The distributions on which both depend, Fedora in the case of Red Hat and Debian in the case of Ubuntu, both have not allowed Java as a core technology. Debian's Java policy says, "If your source package can compile (correctly) only with not free tools (the only free Java compilers seem to be guavac, gcj and jikes, it cannot go to main." While this means that users who want to run Java applets in the browser under Fedora or Debian have to go through a few tricky steps, the larger impacts are on bundled desktop tools and office suite integration with back office applications.

Schuessler works with the Apache Software Foundation's Open For Business Project (OFBiz), and says that GPL Java will enable him to make Open For Business available as part of Debian. "For me, personally, it will mean that I can work on bringing OFBiz into Main and that gives an entire ERP infrastructure," he says. Open For Business includes a common data model and application components for automating business processes from shipping to marketing. Brainfood is already using it in projects for clients.

Fedora has included Novell's Mono, a compatible implementation of Microsoft's .NET, since the beginning of this year. Desktop Mono applications already available on Fedora and Ubuntu include search system Beagle, F-Spot for managing photos, and the Tomboy note-taking tool. Meanwhile, Java had been out in the cold where distribution integration is concerned, resulting in trouble for some users.

"There is a Java dependency in OpenOffice," says Sam Hiser, Vice President & Director Business Affairs at the OpenDocument Foundation and author of Exploring the JDS Linux Desktop. But because mainstream application packages have been unable to be built to depend on Java, distributions have had to remove some Java code from the office suite, with indifferent results. Stripping out Java support from OpenOffice introduced bugs. "I use OpenOffice out of the box and I always had file incompatibilities between the Ubuntu build and other Linux builds," Hiser says. By contrast, applications that use other extension languages can be more consistent across distributions.
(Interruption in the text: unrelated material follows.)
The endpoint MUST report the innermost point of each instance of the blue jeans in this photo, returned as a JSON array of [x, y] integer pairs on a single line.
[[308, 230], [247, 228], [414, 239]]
OpenOffice's implementation of pivot tables and support for some live data sources are also Java-dependent, Hiser says. And those live data sources are essential for a new generation of business applications that connect desktop applications to Java-based server software. "The productivity leap is spectacular," says Gary Edwards, a partner in development firm OpenStack Business Systems and a founding member of the Oasis OpenDocument technical committee.